S I G (b, B, D) = H (D ∣ B - b) - H (D ∣ B)

(12)

The fuzzy information entropy is introduced in Section 2.2. The greater the entropy value is, the stronger the discernibility is and the more significant the attribute is. If the significance equals zero, then we consider that the attribute b is superfluous; otherwise, b is indispensable. The aim of attribute selection is to search a subset of attributes that has the same approximating power as the original data and that does not have any redundant attribute. We apply a forward search algorithm, which has been discussed in detail in [24].

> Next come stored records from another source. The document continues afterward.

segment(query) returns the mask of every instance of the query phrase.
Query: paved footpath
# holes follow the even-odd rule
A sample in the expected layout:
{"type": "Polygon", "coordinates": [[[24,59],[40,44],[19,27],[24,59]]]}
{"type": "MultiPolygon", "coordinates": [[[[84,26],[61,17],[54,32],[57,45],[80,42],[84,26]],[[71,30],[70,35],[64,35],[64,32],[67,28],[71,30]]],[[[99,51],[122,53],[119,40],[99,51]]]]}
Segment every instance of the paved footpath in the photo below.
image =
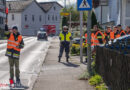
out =
{"type": "Polygon", "coordinates": [[[73,56],[67,63],[63,56],[58,63],[58,53],[59,41],[56,38],[51,43],[33,90],[94,90],[88,81],[78,80],[86,69],[86,65],[80,64],[79,57],[73,56]]]}

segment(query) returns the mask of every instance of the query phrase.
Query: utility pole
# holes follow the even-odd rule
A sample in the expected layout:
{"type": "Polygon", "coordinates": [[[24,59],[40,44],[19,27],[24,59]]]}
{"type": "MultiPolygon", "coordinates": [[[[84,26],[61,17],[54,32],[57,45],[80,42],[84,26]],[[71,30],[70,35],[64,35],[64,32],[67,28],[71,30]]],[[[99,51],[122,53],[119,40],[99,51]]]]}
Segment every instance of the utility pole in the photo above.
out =
{"type": "Polygon", "coordinates": [[[83,11],[80,11],[80,62],[83,62],[83,11]]]}
{"type": "Polygon", "coordinates": [[[88,20],[87,20],[87,43],[88,43],[88,48],[87,48],[87,69],[89,74],[91,75],[91,11],[88,11],[88,20]]]}

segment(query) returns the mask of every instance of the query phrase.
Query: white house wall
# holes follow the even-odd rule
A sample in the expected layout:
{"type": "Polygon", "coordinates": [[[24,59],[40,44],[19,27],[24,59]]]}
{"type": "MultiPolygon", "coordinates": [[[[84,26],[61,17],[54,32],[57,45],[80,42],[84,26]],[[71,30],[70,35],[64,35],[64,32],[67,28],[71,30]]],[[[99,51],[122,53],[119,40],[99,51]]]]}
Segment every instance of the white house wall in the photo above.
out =
{"type": "Polygon", "coordinates": [[[56,35],[60,32],[60,22],[61,22],[61,16],[60,16],[60,10],[61,7],[58,4],[54,4],[52,8],[46,13],[46,25],[56,25],[56,35]],[[54,10],[54,7],[56,10],[54,10]],[[50,19],[48,20],[48,15],[50,16],[50,19]],[[54,15],[54,20],[52,20],[52,17],[54,15]],[[57,17],[57,20],[56,20],[57,17]]]}
{"type": "Polygon", "coordinates": [[[17,26],[19,32],[21,33],[21,13],[9,13],[8,26],[9,29],[11,29],[13,26],[17,26]],[[12,15],[14,15],[14,20],[12,20],[12,15]]]}
{"type": "Polygon", "coordinates": [[[22,34],[36,35],[37,31],[44,24],[45,24],[45,13],[35,2],[33,2],[22,13],[22,34]],[[25,15],[27,15],[27,21],[25,21],[25,15]],[[34,15],[34,22],[32,20],[32,15],[34,15]],[[42,17],[41,22],[39,21],[40,15],[42,17]],[[25,28],[26,25],[28,25],[28,28],[25,28]]]}

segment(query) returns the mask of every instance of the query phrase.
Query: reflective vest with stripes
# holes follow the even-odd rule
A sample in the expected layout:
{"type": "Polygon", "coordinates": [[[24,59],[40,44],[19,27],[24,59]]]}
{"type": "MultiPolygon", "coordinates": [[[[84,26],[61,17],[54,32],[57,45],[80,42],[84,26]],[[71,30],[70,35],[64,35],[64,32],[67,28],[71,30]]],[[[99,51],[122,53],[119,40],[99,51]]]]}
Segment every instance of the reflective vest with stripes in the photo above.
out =
{"type": "Polygon", "coordinates": [[[102,39],[102,41],[104,41],[104,34],[103,34],[101,31],[97,31],[97,32],[95,33],[95,38],[94,38],[94,45],[95,45],[95,46],[96,46],[96,45],[100,45],[98,39],[102,39]],[[101,34],[101,36],[97,36],[99,33],[101,34]]]}
{"type": "MultiPolygon", "coordinates": [[[[85,34],[85,42],[87,44],[87,33],[85,34]]],[[[94,33],[91,33],[91,46],[94,46],[94,33]]]]}
{"type": "Polygon", "coordinates": [[[66,36],[65,36],[65,35],[61,32],[60,35],[59,35],[59,37],[60,37],[60,40],[61,40],[61,41],[68,41],[68,42],[70,42],[71,33],[68,32],[68,33],[66,33],[66,36]]]}
{"type": "Polygon", "coordinates": [[[110,40],[115,39],[115,33],[113,31],[110,32],[110,40]]]}
{"type": "Polygon", "coordinates": [[[19,45],[22,41],[22,36],[19,35],[17,41],[15,41],[13,33],[10,33],[10,37],[7,42],[7,51],[6,56],[19,58],[20,55],[20,48],[19,45]]]}
{"type": "Polygon", "coordinates": [[[120,36],[123,36],[123,35],[126,35],[126,33],[125,33],[125,31],[124,30],[121,30],[121,32],[120,32],[120,36]]]}

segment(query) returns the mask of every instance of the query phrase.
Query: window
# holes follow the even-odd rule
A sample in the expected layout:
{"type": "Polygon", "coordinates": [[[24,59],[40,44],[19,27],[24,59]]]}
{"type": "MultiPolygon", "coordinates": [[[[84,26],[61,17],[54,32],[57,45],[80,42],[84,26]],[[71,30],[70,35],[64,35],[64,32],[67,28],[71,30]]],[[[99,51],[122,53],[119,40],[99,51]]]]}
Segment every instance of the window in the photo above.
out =
{"type": "Polygon", "coordinates": [[[27,15],[25,15],[25,21],[27,21],[27,15]]]}
{"type": "Polygon", "coordinates": [[[50,16],[48,15],[48,20],[50,20],[50,16]]]}
{"type": "Polygon", "coordinates": [[[40,21],[40,22],[42,21],[42,16],[41,16],[41,15],[39,16],[39,21],[40,21]]]}
{"type": "Polygon", "coordinates": [[[56,10],[56,7],[54,7],[54,10],[56,10]]]}
{"type": "Polygon", "coordinates": [[[12,14],[12,21],[14,21],[14,14],[12,14]]]}
{"type": "Polygon", "coordinates": [[[34,22],[35,18],[34,18],[34,15],[32,15],[32,21],[34,22]]]}

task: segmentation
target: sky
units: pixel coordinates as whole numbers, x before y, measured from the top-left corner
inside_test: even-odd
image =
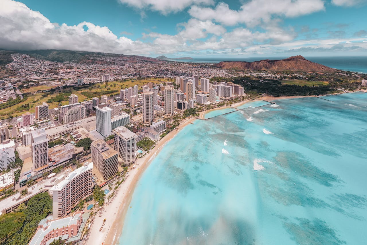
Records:
[[[367,55],[367,0],[0,0],[0,49]]]

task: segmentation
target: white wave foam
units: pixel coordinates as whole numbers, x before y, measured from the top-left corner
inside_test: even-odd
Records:
[[[261,170],[264,170],[265,168],[262,165],[261,165],[257,163],[258,160],[256,159],[254,160],[254,170],[257,171],[261,171]]]
[[[263,133],[264,133],[264,134],[271,134],[273,133],[272,132],[270,132],[270,131],[268,131],[265,128],[262,129],[262,132]]]
[[[255,111],[255,112],[254,112],[254,114],[258,114],[260,112],[264,112],[264,111],[269,111],[269,110],[264,110],[264,109],[260,109],[259,110],[256,111]]]

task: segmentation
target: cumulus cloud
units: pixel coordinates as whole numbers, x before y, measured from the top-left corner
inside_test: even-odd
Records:
[[[366,3],[366,0],[331,0],[331,3],[337,6],[352,7]]]
[[[193,4],[212,4],[213,0],[119,0],[124,4],[140,9],[149,8],[163,14],[182,10]]]
[[[244,23],[254,26],[268,23],[274,16],[295,17],[324,9],[322,0],[251,0],[238,10],[219,3],[215,8],[193,6],[189,13],[201,20],[213,20],[227,25]]]

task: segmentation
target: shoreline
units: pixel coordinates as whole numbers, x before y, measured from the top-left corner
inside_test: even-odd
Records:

The parameter ɛ (ɛ = 0.001) is a tiny positive real number that controls the convergence. Attribute reduction starts with an empty set of attributes, and in each iteration, one attribute is added into this empty set to produce the maximal increment of fuzzy information entropy; the process stops when the increment of entropy is less than ɛ in one round by adding any attribute into this subset. Then, the superfluous attributes were eliminated, and eight key attributes were selected as the input variables of the ANN. Let B_i = {b₁, b₂, … , b_i} be a reduct, where b_i (i = 1,2, … ,8) denotes the eight selected attributes, respectively; the maximal increment of entropy is fulfilled during this process, and the significance of the selected attribute is summarized in Table 3. The subset of attributes B₈ provides the maximal entropy as 1.6824, which is the result of reduction.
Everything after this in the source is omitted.